The geopolitical risks,  problems in supply chains, and questions of energy security are also exacerbating the developments just mentioned. In order to leave historical data as unchanged as possible, but taking into account the current situation, the data was then adjusted to the current interest rate level in the euro zone. The starting values for short and long-term interest rates were adjusted to the current situation and, based on this, further development was based on the historical scenario. Moreover, current data for today’s return and correlation expectations for individual asset classes were used to extract a “forward looking view” from the historical data.

Christian Pauly

Christian Pauly at Metzler

The Metzler Sozialpartner Pensionsfonds will initially use a Spezialfonds to invest: why is using a Spezialfonds, who launched and manages it, and how will assets be invested in a second phase after the Spezialfonds?

The pure DC plan (reine Beitragszusage) starts in the truest sense on the “green field”, that means that from January 2023 the first contributions flow into the Metzler Sozialpartner Pensionsfonds. In order to be able to invest the contributions in a diversified and professional manner from the very first euro, we draw on the asset allocation of an existing Spezialfonds of around €300m. This has been managed jointly by Metzler Pension Management and Uniper for six years.If the security assets of the pure DC plan reach a critical size, an asset allocation tailored specifically for the pure DC plan is created and implemented on the basis of an ALM study designed for this purpose.

Capital investment focuses on the four meta-asset classes and the alocation for each depends on the underlying scenario, which is continuously checked by an ALM study. The focus is more on longer periods in the past, such as periods of zero interest rates, high inflation or government debt.

What is the social partner advisory board (Sozialpartnerbeirat) and what role does it play in the asset allocation design?

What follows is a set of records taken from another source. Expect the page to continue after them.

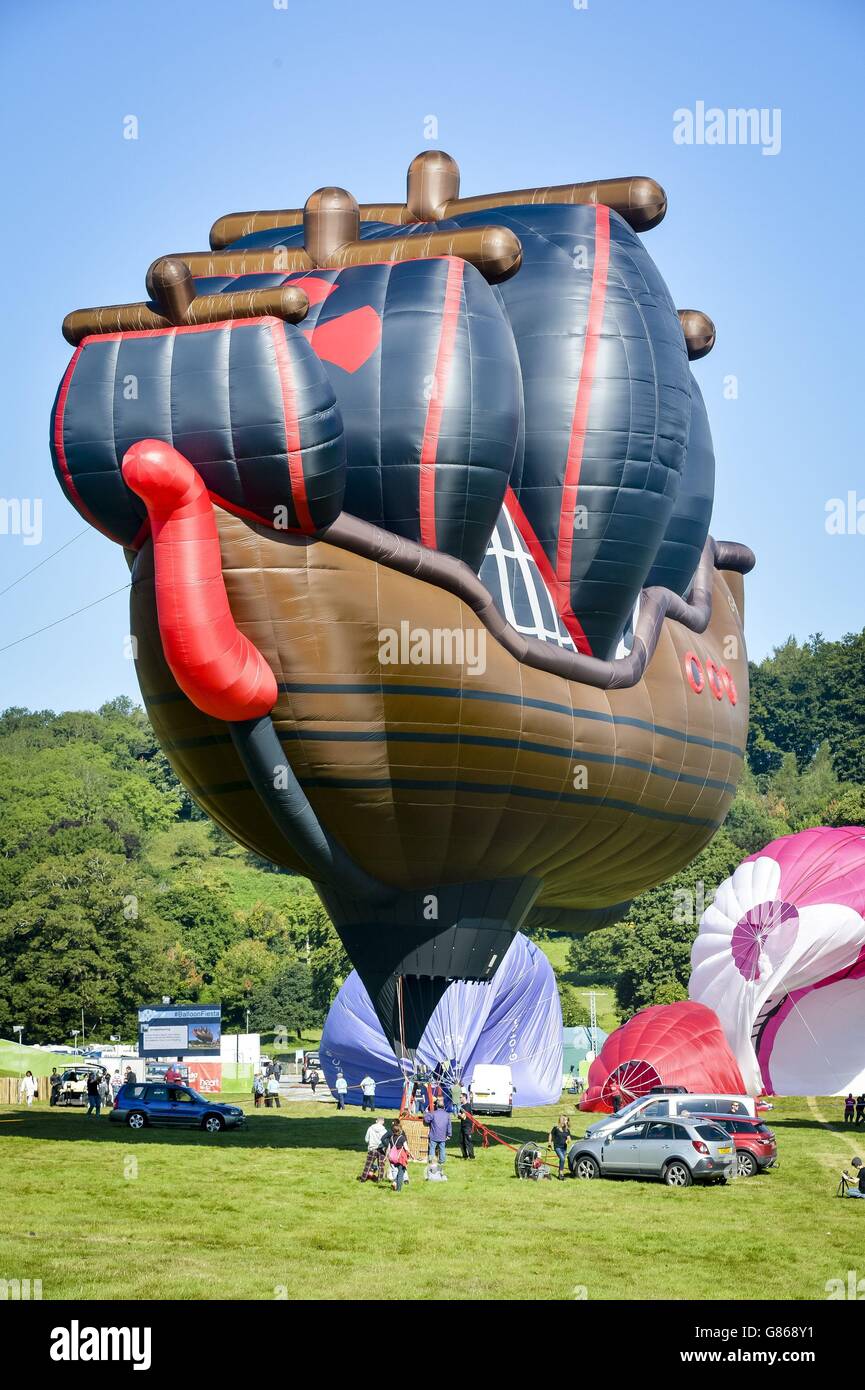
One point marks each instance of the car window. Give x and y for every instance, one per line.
x=659, y=1130
x=626, y=1109
x=630, y=1132
x=708, y=1107
x=711, y=1132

If a pure DC plan is agreed under a collective bargaining agreement, there is a legal obligation for the parties signing the agreement to participate in the so-called implementation and control (of the plan).Participation takes place via the social partner advisory board, where each side in the collective bargaining agreement sends representatives. This advisory board is chaired in turn by the employers’ representative and the trade union. The establishment of the social partner advisory board is anchored in the collective bargaining agreement and in the Metzler rBZ 1 pension plan, and is constituted under the umbrella of the Metzler Sozialpartner Pensionsfonds. The social partner advisory board specifies the investment strategy and monitors the development of the security assets.

Martin Eisele

Martin Eisele at Uniper

There aren’t guarantees with the pure DC plan rBZ 1, but there is a buffer or security mechanism: how does this buffer mechanism work?

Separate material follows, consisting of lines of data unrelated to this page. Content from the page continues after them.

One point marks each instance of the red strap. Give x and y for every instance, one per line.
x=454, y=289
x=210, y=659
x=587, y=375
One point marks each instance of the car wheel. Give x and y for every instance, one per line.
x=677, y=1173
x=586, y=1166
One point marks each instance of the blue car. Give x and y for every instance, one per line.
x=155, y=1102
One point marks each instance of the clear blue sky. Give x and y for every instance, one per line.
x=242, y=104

Direct participation in capital investments is possible without guarantees. In order not to leave employees and those entitled to pensions completely to the mercy of the markets in the retirement phase, the social partner model foresees various security mechanisms. A security contribution is stipulated in the collective bargaining agreement. An additional, an actuarial reserve is built with contributions and returns. The resulting security buffer is used to fully or partially offset temporary market fluctuations during the retirement phase. Thus, after retirement, a buffer mechanism is in place in the event of setbacks in capital markets, minimising potential reductions in pension benefits for retirees.

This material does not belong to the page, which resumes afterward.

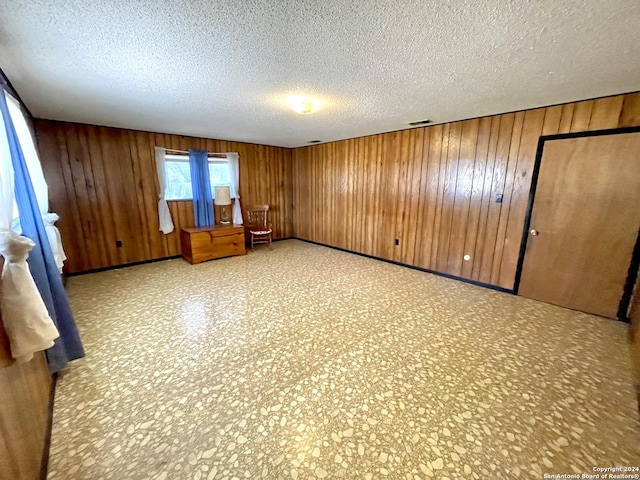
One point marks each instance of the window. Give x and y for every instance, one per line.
x=179, y=176
x=31, y=158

The use of the funds from the security buffer requires a corresponding decision by the social partner advisory board. The parties that signed the collective bargaining agreement (to offer the rBZ 1 plan) have set a so-called upper limit for the amount of the actuarial reserve in the collective bargaining agreement. If this threshold is reached, the next payment of a security contribution is not offset against the additional actuarial reserve, but credited to beneficiaries as an additional contribution from the employer. The upper limit is initially set and monitored by the social partner advisory board. This allows for an efficient use of the security contribution and prevents the security buffer from growing unnecessarily.